Des arguments en partie discutables : l’article tel qu’il a été adopté par les eurodéputés a été en bonne partie adouci par rapport à sa première version. Il ne prévoit plus, comme initialement envisagé, d’imposer aux plates-formes des outils de filtrage avant la mise en ligne. La version de l’article adoptée le 12 septembre précise seulement que plates-formes et ayants droit devront « coopérer de bonne foi » sans déboucher sur un « blocage automatisé », le filtrage technique restant toutefois évoqué dans le texte de présentation de la directive.

L’interprétation de Mme Wojcicki selon laquelle le texte obligerait YouTube à « n’autoriser que le contenu d’un certain nombre de grandes entreprises » est également douteuse. Ces problématiques sont loin d’être nouvelles, et YouTube a développé depuis des années son propre système de reconnaissance automatisée des contenus, ContentID, capable de reconnaître automatiquement les œuvres protégées par le droit d’auteur – qui sont alors soit supprimées, soit monétisées au bénéfice des ayants droit.

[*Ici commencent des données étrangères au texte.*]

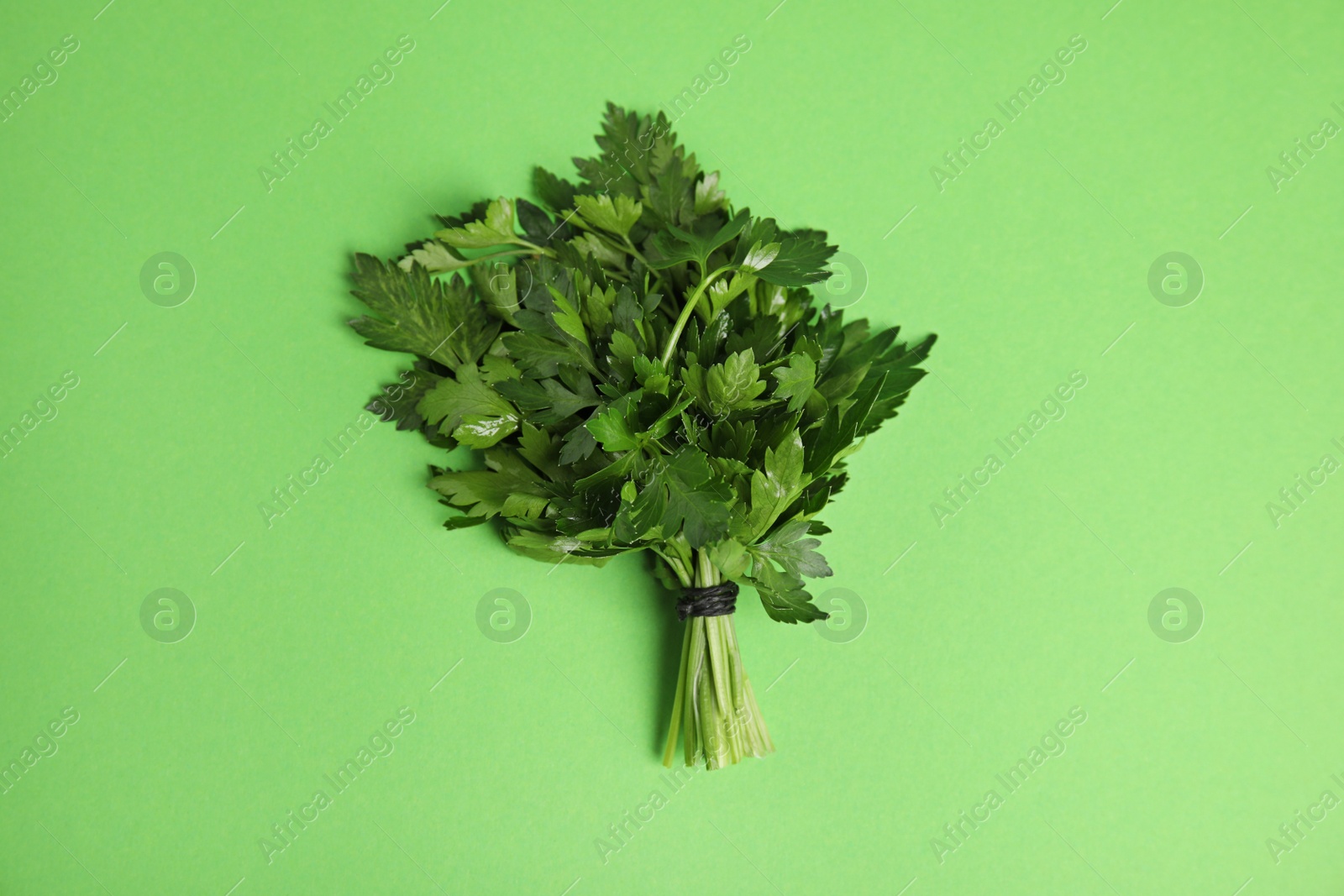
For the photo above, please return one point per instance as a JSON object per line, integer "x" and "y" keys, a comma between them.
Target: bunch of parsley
{"x": 642, "y": 367}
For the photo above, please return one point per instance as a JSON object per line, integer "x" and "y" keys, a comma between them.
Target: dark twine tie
{"x": 716, "y": 600}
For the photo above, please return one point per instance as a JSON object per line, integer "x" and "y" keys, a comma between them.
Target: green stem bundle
{"x": 714, "y": 708}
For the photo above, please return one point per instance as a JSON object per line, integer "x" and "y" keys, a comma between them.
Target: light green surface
{"x": 991, "y": 627}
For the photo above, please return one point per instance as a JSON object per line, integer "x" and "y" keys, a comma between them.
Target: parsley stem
{"x": 535, "y": 248}
{"x": 687, "y": 311}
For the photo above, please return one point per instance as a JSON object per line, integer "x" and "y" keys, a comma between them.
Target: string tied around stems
{"x": 716, "y": 600}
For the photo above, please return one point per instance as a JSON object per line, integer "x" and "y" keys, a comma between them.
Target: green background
{"x": 1030, "y": 600}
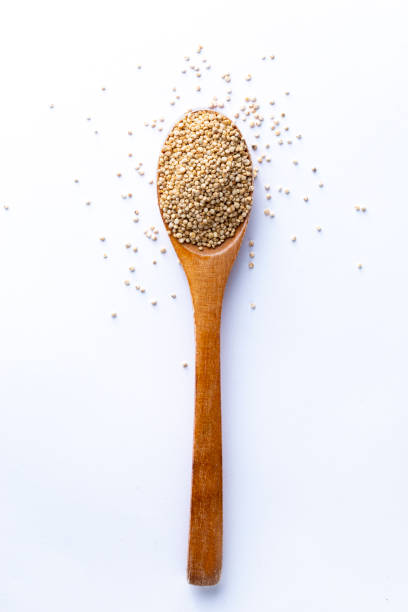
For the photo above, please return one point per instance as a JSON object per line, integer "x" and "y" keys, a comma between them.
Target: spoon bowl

Le système est loin d’être parfait, mais fait d’ores et déjà une grande partie de ce que prévoit l’article 13 et n’est pas réservé aux « grandes entreprises ». Mme Wojcicki estime que « les conséquences involontaires de l’article 13 mettront cet écosystème en péril », mais, à ce stade, et avant même la transposition de la directive, rien ne semble indiquer que ContentID ne puisse pas être compatible avec la nouvelle législation. Certains critiques du texte notaient d’ailleurs que l’article 13 risquait de pénaliser avant tout les « petites » plates-formes, et non YouTube, déjà bien armé pour appliquer le texte.

Un message envoyé à des milliers de créateurs influents

En réalité, le message de Mme Wojcicki est surtout une démonstration de force. Car sa lettre ne se contente pas de critiquer le texte adopté en septembre, il appelle également les youtubeurs à « prendre la parole maintenant ». « Prenez quelques instants pour découvrir l’impact de cette directive sur votre chaîne et connaître les mesures à prendre dès maintenant. Expliquez, sur les réseaux sociaux (avec le hashtag #SaveYourInternet) et sur votre chaîne, pourquoi l’économie créative est importante et comment vous serez affecté par cette directive », écrit-elle. Un espace dédié sur YouTube accueillera les vidéos des youtubeurs consacrées à l’article 13. Seront-ils nombreux ? Le courriel touchera, en tout cas, des millions d’internautes, dont certains des plus influents créateurs au monde.

Cette opération musclée risque cependant de ne pas faire que des heureux. Les organisations de défense des libertés numériques, qui étaient à l’initiative du hashtag #SaveYourInternet et s’étaient retrouvées alliées de circonstances avec les grandes plates-formes qu’elles critiquent habituellement, pourraient modérément apprécier de voir l’un de leurs outils accaparé par YouTube. Et les sociétés d’auteurs, qui ont dénoncé durant toute la campagne ce qu’ils voyaient comme une « collusion » entre « libertaires du Web » et grandes plates-formes, pourraient y trouver un argument supplémentaire.